Machine Learning Recommendation
Machine Learning Recommendation is a key feature into Oracle Analytics Cloud. Oracle Analytics Cloud is a single platform that empowers your entire organization to ask any question of any data using any device in any environment.
WHAT
Oracle Analytics Cloud
WHERE
Oracle
WHEN
Project Overview
That time there was Oracle Data Visualization, which became Oracle Analytics Cloud and that platform could visualize columns (attributes (or dimensions) and metrics) only if those were properly set up from the beginning. In case of demos those were set up, but in real life not. When one ingests the data there was only one simplified rule to deal with the data: numbers were metrics, everything else was considered as an attribute (or dimension). In real life phone numbers, zip codes and many numeric columns cannot be metrics at all: there is no real use case to see the average phone numbers or the standard deviation from any zip codes. Other numeric values like credit card numbers should not even be visible (and also should not be treated as numeric values as well).
2017
​
Project duration 5 months
-
I was responsible to design a proposal, which will lead to having the proper type for data columns
-
I had to define where and how to solve the problem
-
I delivered details plans with strong reality and viability check with developers to achieve this goal (the actual development happened in a waterfall way much later)
My Contribution
Challenges & Advantages
-
The design department worked in silos, so making actionable plans required to find a way to developers and PM supporters to articulate a real plan
-
I could leverage my preparation knowledge from earlier and there was a Machine Learning algorithm on the back end, which could serve to build up a knowledge base (even architecturally those pieces were available on the back end, there was no front end designed for that)
The Journey
Because of Machine Learning (ML), the topic got really high visibility and strong push, even if there were no developers allocated to work on that. Product Managers (PM) got excited and had their vision, but those were not necessarily aligned with user needs. Based on my experience it was important to know that even if ML was a hot topic the user has not really needed any algorithm, but help on their everyday tasks. The real blocker for the user happened at the moment when the user wanted to visualize something and could not.
For example, if something was considered as a metric the user could not visualize as a dimension. Some metrics are obvious to data scientists, like the number of records, but that is not generated by default and business people had even less understanding of the need. The actual software showed something like this:

The cursor indicated the issue, plus there was no visualization, but a text that the data was insufficient. Even more challenging part that just by watching the data does not bring you closer to the solution. A huge table with values shows everything is right.
There were multiple separate ideas to solve the issue in many areas:
1. right when the user adds the data
-
we could do a better automatic bucketing. There was already a product, which used a knowledge base and converted every column to the right type. Using that product sounded tempting but I have learned from the developers that none of the pieces were prepared with the right API layer to be connected and do their job, plus users are not keen on unknown automatic behaviors and the problem still could exist.
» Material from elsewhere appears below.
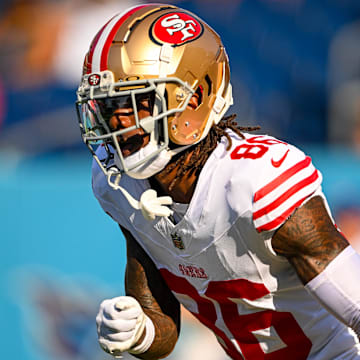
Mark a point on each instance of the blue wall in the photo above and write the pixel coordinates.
(61, 254)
A bucketed number can be a perfect dimension (like all the products sold for 100$ could be one bucket and number of the sold product could be a metrics), so the user could face the same problem
-
we could do assisted manual ingesting, which is the easiest way to align the use of the data and it required less compute but more labor intense
2. when the user wants to visualize the data
-
one may imagine to automatically change the type when dragging, but in case of a big data, it is not a real option. Convert can take a long time.
-
help the user to do what was needed
The design challenge with the help approach was to not to design another jarring clippy

The Solution
The proposal to the problem was a complex ML-based Recommendation system, which could be used in many areas consistently. Because 60% of the cases could be solved at the ingest level that was the proposed first development step. The in-place recommendation could solve the remaining ones. The in-place recommendation could not live without a more development intense knowledge base, which was trained by ingesting, that is why I proposed to implement that after, even if that will be the complete solution.
As a usability principle, I wanted to avoid black-box solutions (as that made all the users itchy), so transparent and actionable display of the "why" was an important rule. I have checked with the developers the validity of the concept in details and refined the proposal based on technical possibilities.
The first major component was a logic run as part of the data ingest and in the load dialog it was only a checkbox with a button. The checkbox could turn the profiling on/off (by default on) and next to that the button let the user go to the configuration are and see all the options to learn about the profiling itself

After the data is loaded the user get to the Explore area to see more details about it. The Recommendation engine gives a very modest small indication if more can be done on a specific element type.

In-place ineraction was as important as having all the recommendations collected in one place. I paid extra attention to have reusable components in the design, so the same components appear in multiple places. That helps the user to learn and makes the proposal cheaper for development. Sustainability is key to be able to implement it fast - that is why I introduced the same logic to pipeline builder as well.




Finale
I made extensive documentation about the plans, which was supported by POC development. Oracle Analytics Cloud is still a flagship product for Oracle.